Time to recurrence and recurrence pattern
Recurrence occurred in 151 (33.6%) patients during the follow-up period. The median time to recurrence was 17.0 months (range from 2.0 to 91.0 months), and the mean time was 21.1 months. Among patients with recurrence, 113 (74.8%) had recurrence within 2 years. The frequency and rate of recurrence are demonstrated in Figure 2.
Of the 151 patients with recurrence, 58 (38.4%) were diagnosed with peritoneal recurrence, which was the most prevalent, 49 (32.5%) patients had hematogenous metastases, which was the second most common recurrence pattern, and liver was the most frequently involved organ; it was implicated in 57.1% of all recurrent patients. Other recurrences were loco-regional (n = 34, 22.5%), distant lymph node metastases (n = 8, 5.3%), or at multiple sites (n = 2, 1.3%) (Figure 3).

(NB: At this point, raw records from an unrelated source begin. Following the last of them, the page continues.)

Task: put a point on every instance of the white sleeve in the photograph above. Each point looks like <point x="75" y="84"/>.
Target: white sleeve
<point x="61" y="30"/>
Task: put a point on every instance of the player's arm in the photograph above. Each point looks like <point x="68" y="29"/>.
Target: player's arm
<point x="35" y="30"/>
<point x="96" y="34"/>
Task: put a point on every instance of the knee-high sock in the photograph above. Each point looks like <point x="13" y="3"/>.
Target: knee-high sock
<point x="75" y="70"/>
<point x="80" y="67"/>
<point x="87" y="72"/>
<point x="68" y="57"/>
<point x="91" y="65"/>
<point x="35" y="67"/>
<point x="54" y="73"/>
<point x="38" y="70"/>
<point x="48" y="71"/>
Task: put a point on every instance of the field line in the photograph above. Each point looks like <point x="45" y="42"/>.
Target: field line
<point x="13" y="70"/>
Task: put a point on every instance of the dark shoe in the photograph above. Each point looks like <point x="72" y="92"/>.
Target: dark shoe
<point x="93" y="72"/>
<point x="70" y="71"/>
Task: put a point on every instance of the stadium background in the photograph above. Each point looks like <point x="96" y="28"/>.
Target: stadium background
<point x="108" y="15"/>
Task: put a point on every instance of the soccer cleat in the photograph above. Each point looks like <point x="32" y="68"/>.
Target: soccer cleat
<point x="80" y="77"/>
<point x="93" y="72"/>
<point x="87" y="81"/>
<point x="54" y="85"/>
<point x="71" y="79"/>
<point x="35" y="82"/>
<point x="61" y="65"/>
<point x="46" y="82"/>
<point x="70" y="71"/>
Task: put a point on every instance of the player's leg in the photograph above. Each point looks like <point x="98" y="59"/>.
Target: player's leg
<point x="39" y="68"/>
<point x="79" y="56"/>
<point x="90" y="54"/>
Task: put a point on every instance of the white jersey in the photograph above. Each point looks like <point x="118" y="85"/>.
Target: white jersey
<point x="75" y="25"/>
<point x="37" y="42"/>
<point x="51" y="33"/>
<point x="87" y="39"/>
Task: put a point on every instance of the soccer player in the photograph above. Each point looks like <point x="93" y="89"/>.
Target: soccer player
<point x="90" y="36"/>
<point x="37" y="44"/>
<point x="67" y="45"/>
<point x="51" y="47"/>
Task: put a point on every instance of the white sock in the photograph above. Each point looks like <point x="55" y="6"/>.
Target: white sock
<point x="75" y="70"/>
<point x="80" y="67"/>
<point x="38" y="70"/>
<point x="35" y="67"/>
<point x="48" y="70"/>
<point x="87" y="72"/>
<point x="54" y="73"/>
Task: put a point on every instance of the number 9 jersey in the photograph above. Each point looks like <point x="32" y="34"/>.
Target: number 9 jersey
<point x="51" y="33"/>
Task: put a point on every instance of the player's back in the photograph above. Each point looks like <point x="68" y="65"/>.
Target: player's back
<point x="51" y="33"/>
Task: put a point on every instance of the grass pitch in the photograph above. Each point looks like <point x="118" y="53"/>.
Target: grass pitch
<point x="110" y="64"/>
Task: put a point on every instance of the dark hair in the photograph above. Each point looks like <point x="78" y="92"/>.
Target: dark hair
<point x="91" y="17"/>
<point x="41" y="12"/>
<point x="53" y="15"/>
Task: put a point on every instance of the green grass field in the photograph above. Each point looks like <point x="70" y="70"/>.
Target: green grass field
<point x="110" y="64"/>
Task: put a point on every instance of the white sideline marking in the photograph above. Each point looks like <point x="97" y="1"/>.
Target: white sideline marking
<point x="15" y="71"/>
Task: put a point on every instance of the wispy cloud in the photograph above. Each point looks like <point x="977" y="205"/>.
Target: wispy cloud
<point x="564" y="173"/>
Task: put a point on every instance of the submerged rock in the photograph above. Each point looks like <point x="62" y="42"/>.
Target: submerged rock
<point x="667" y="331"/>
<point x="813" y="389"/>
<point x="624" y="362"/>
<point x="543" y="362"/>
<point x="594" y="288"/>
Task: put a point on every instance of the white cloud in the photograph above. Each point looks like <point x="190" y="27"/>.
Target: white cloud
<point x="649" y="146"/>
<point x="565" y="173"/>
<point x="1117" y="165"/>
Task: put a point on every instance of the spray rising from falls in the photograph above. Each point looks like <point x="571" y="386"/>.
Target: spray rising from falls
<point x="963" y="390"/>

Recurrence-related factors
Univariate analysis showed that Borrmann type, depth of invasion, lymph node status, and expression of bcl-2 were associated with overall recurrence, whereas age, gender, histological type, tumor location, and tumor size were not (Table 1). Logistic regression was employed to identify the independent risk factors for overall recurrence. It was demonstrated that depth of invasion, lymph node metastases, and negative expression of bcl-2 were independent predictive factors for overall recurrence (Table 2).
Table 1.
No recurrence |
Recurrence |
P -value | |
---|---|---|---|
(n = 298) | (n = 151) | ||
Age (years), mean ± SD |
57.8 ± 11.9 |
55.8 ± 12.9 |
0.095 |
Gender, male/female |
203/95 |
104/47 |
0.871 |
Tumor size (cm), mean ± SD |
4.8 ± 2.5 |
5.3 ± 2.7 |
0.054 |
Tumor location, upper/middle/lower/two or more |
91/38/153/16 |
56/27/59/9 |
0.094 |
Borrmann type, 0/I/II/III/IV |
45/22/9/211/11 |
4/10/5/122/10 |
0.002 |
Histology, well/moderate/poorly differentiated |
5/101/192 |
2/48/101 |
0.899 |
Depth of invasion, T1 + T2/T3 + T4 |
94/204 |
16/135 |
0.000 |
Lymph node status, negative/positive |
108/190 |
15/136 |
0.000 |
Bcl-2, negative/positive | 226/72 | 128/23 | 0.029 |
Table 2.
Variable | P -value | Odds ratio | 95% CI |
---|---|---|---|
Age |
0.116 |
0.710 |
0.463, 1.088 |
Gender |
0.775 |
1.069 |
0.677, 1.687 |
Borrmann type |
0.334 |
0.872 |
0.660, 1.152 |
Depth of invasion |
0.017 |
0.438 |
0.222, 0.861 |
Lymph node status |
0.000 |
3.753 |
2.040, 6.905 |
Bcl-2 | 0.047 | 0.577 | 0.336, 0.992 |
Univariate analysis showed that Borrmann type, depth of invasion, lymph node status, histology, gender, and expression of bcl-2 were associated with peritoneal recurrence. Logistic regression showed that depth of invasion, lymph node status, histology, and bcl-2 were independent predictive factors for peritoneal recurrence. Tumor location and Borrmann type were related to hematogenous metastases, and tumor location was the only independent predictive factor. There was no correlation between clinicopathological parameters and loco-regional recurrence.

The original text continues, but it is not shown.